Any idea what fresh local pears in very early July can taste like? We do. Yum. As it happens, the USDA’s pear genebank in Corvallis, an hour to our north, is home to the most diverse collection of pear cultivars on earth. And only the teensiest handful of the 1,000 named varieties it holds are being grown elsewhere upon US shores. Why is that? Well, primarily because the Corvallis pears (super-early-maturers among ’em) typically lack big biz appeal (their fruits are too fragile, different or fast-maturing, for example) to meet the demands of an industrial food system which has, rather, settled in upon a pear-culture model in which one variety, Bartlett, accounts for the majority of pears grown. Bartlett, Anjou and Bosc account for 94% of all pears grown the in US. No other food crop has witnessed such catastrophic loss of varietal diversity.
Surprising perhaps, but while the remit of the USDA scientists at the Corvallis repository is to assemble an unparalleled diversity of Pyrus germplasm from around the globe, their formal role does not include actively identifying and promoting cultivars worthy of ‘release’. That responsibility, wouldn’t ya know, belongs to, hmm, well, the likes of grassroots fruit enthusiasts such as us. Ain’t no other cavalry on the horizon riding in to free those pears, folks. And so, unnoticed, a small cabal of pear geeks have been walking and examining and tasting the Corvallis pear ocean through the years. Tough work. Someone’s gotta do it!

We support and work closely with the Home Orchard Society in Portland, collecting hundreds of varieties of different fruit types to put into their spring fair. They return the favor handsomely, with advice and support. Here is a vast array of high quality Asian pear scion cut for us by George Barton, the Home Orchard Society’s Asian pear guru. Anecdotal evidence repeatedly confirms Asian pears are the most productive fruit trees in the PNW, and the Lane County Propagation Fair makes a point of offering up an unparalleled array of proven cultivars, rootstock diversity, and clear, concise, definitive descriptions of the material to hand.
Apples are what peeps want.
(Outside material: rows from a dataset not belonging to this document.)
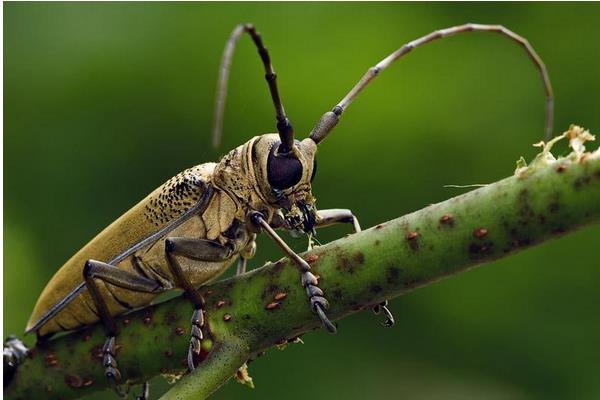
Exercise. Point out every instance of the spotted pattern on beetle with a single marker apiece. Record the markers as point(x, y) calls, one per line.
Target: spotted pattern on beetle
point(175, 197)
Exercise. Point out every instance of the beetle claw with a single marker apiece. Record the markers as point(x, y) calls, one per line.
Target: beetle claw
point(389, 317)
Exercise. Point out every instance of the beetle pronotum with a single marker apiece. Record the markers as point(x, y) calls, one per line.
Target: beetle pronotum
point(193, 227)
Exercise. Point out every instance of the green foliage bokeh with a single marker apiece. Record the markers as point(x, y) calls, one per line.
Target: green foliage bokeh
point(105, 101)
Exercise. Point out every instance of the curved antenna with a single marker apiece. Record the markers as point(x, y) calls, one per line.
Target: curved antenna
point(284, 127)
point(330, 119)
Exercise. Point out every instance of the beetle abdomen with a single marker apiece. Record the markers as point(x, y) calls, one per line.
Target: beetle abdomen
point(164, 207)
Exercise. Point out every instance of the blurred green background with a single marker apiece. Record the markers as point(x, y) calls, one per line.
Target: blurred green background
point(104, 102)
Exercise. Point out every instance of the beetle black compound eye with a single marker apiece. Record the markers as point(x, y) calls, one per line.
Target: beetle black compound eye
point(283, 171)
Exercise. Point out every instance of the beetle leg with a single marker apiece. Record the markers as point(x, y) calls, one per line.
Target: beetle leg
point(197, 249)
point(337, 216)
point(14, 352)
point(247, 253)
point(318, 303)
point(145, 392)
point(110, 274)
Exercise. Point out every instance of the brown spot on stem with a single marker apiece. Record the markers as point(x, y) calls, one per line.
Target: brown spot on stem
point(87, 382)
point(447, 219)
point(50, 359)
point(280, 296)
point(73, 381)
point(412, 239)
point(480, 233)
point(477, 249)
point(171, 318)
point(312, 258)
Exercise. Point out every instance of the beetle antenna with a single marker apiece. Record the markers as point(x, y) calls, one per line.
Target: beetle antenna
point(330, 119)
point(284, 127)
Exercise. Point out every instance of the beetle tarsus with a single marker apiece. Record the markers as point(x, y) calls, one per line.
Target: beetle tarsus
point(196, 338)
point(389, 317)
point(111, 369)
point(145, 392)
point(318, 303)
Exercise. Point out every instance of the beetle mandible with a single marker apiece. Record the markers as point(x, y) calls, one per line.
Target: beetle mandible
point(193, 227)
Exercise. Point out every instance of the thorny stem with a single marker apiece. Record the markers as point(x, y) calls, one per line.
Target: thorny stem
point(248, 314)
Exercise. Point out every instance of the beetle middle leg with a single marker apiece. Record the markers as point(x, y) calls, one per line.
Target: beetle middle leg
point(124, 279)
point(341, 216)
point(196, 249)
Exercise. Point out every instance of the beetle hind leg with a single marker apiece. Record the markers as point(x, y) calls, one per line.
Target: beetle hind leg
point(197, 249)
point(110, 274)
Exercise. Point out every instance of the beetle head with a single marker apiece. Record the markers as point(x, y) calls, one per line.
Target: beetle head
point(285, 180)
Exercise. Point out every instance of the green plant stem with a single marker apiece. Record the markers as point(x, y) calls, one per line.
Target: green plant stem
point(355, 272)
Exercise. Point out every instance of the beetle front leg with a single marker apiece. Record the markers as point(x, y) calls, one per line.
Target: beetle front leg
point(110, 274)
point(318, 303)
point(197, 249)
point(341, 216)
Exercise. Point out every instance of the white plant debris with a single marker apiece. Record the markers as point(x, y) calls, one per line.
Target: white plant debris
point(243, 377)
point(576, 135)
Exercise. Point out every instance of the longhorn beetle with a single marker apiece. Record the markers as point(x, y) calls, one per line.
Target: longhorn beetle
point(194, 226)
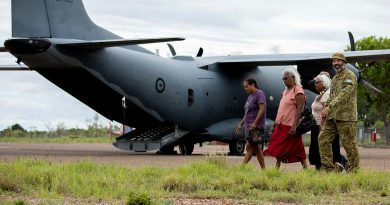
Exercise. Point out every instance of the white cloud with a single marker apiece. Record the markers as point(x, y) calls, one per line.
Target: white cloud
point(221, 27)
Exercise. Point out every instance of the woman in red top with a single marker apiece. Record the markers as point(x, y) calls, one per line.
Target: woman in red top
point(285, 144)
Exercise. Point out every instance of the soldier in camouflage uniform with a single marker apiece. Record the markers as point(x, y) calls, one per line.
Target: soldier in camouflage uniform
point(340, 116)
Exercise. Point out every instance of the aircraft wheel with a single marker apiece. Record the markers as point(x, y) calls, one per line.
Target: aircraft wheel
point(237, 148)
point(186, 149)
point(167, 150)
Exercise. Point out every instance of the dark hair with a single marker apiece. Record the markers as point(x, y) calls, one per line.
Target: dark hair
point(252, 81)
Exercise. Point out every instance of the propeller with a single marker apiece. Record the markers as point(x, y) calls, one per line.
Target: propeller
point(173, 52)
point(172, 49)
point(358, 72)
point(200, 52)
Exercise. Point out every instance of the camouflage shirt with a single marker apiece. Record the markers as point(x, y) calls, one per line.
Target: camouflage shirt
point(342, 102)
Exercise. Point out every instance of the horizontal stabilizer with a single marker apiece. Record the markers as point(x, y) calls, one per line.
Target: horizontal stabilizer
point(14, 68)
point(97, 44)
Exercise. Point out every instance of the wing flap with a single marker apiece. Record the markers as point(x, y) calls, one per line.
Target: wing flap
point(97, 44)
point(311, 58)
point(14, 68)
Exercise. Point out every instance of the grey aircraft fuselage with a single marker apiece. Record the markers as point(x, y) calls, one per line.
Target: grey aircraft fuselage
point(202, 97)
point(168, 89)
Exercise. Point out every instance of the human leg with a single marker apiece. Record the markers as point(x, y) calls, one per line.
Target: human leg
point(259, 155)
point(248, 154)
point(277, 165)
point(336, 149)
point(304, 164)
point(314, 151)
point(325, 140)
point(347, 131)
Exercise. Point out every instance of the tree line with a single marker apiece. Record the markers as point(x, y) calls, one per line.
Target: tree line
point(93, 129)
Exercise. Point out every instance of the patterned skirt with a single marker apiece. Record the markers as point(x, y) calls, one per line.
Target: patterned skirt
point(285, 147)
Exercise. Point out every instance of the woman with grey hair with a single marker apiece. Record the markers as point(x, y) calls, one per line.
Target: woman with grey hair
point(285, 144)
point(322, 84)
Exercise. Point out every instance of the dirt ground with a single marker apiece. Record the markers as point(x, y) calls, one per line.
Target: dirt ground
point(370, 158)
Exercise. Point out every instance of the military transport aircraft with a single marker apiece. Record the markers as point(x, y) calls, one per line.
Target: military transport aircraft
point(176, 101)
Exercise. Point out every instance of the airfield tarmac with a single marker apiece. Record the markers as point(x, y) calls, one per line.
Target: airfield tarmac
point(370, 158)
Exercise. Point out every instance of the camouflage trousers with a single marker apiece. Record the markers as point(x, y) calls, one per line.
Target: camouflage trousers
point(347, 133)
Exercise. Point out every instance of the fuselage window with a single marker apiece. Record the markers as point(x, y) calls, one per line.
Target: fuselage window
point(190, 97)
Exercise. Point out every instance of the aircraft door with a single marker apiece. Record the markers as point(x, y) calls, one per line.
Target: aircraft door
point(208, 95)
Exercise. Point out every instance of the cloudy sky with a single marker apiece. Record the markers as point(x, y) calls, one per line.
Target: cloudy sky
point(221, 27)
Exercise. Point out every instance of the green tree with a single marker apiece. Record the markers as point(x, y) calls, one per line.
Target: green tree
point(373, 105)
point(17, 127)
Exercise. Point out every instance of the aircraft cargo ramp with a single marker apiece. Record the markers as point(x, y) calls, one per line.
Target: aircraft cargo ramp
point(163, 138)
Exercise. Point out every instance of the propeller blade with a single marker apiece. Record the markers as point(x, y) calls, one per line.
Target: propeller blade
point(352, 41)
point(369, 86)
point(200, 52)
point(172, 49)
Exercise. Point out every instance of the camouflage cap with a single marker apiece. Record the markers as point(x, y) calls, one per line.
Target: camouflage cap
point(339, 55)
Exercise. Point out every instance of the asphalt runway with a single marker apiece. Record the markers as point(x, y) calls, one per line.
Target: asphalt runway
point(370, 158)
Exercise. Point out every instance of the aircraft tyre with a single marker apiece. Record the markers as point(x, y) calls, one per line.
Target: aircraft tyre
point(167, 150)
point(186, 149)
point(237, 148)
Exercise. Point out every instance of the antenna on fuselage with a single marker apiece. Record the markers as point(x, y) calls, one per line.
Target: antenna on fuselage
point(124, 106)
Here we join the Home Orchard Society’s Shaun Shepherd, a dear friend and a fruit enthusiast recognized nationwide as one of our foremost apple ID and cider experts, cutting scion over a weekend of pouring rain at Nick Botner’s repository in Douglas County. We end the day as drowned rats, Calvados-warmed. Fruit culture!

‘Fruit enthusiasts’ we may be, but we also hang with the pros. Basking here in the tutorial brilliance of SLO Farm’s Tom Murray teaching us a vertical axis training system for a new orchard establishment. Where were we? Cutting scion off each tree pruned.
Then, we get to share intel with old timers from far afield!

Hobnobbing with Harry Burton of the legendary Salt Spring Island Apple Show, in from BC for the Home Orchard Society scion fair. International fruit geekout!
and processing, and cataloging our scion.
and placing it in the cooler of our local food bank, Food For Lane County, a sponsor of our event. Yup, we are an inter-agency effort!
Our propagation fair includes a seed swap. Last year, around 1,500 peeps attended our event.
We move among public domain plant stewards as well as orchardists. Here we are in February hanging with key peeps from the Southern Exposure Seed Exchange, Adaptive Seeds, Commonwealth Seeds, Moloka’i and Springfield.
And, of course, all our industriousness pays off when we get to taste the fruits of our labors.

Hope to see you at our event. It’s free and fun, and you’ll find a dizzying array of material to hand. Please check out our varietal lists from the links at the head of this page.
Thanks Nick et al. 2014 was another great propagation fair! Managed to graft two new interstem apple trees with your rootstocks. What fun! Wonder how many new fruit trees were created by this event?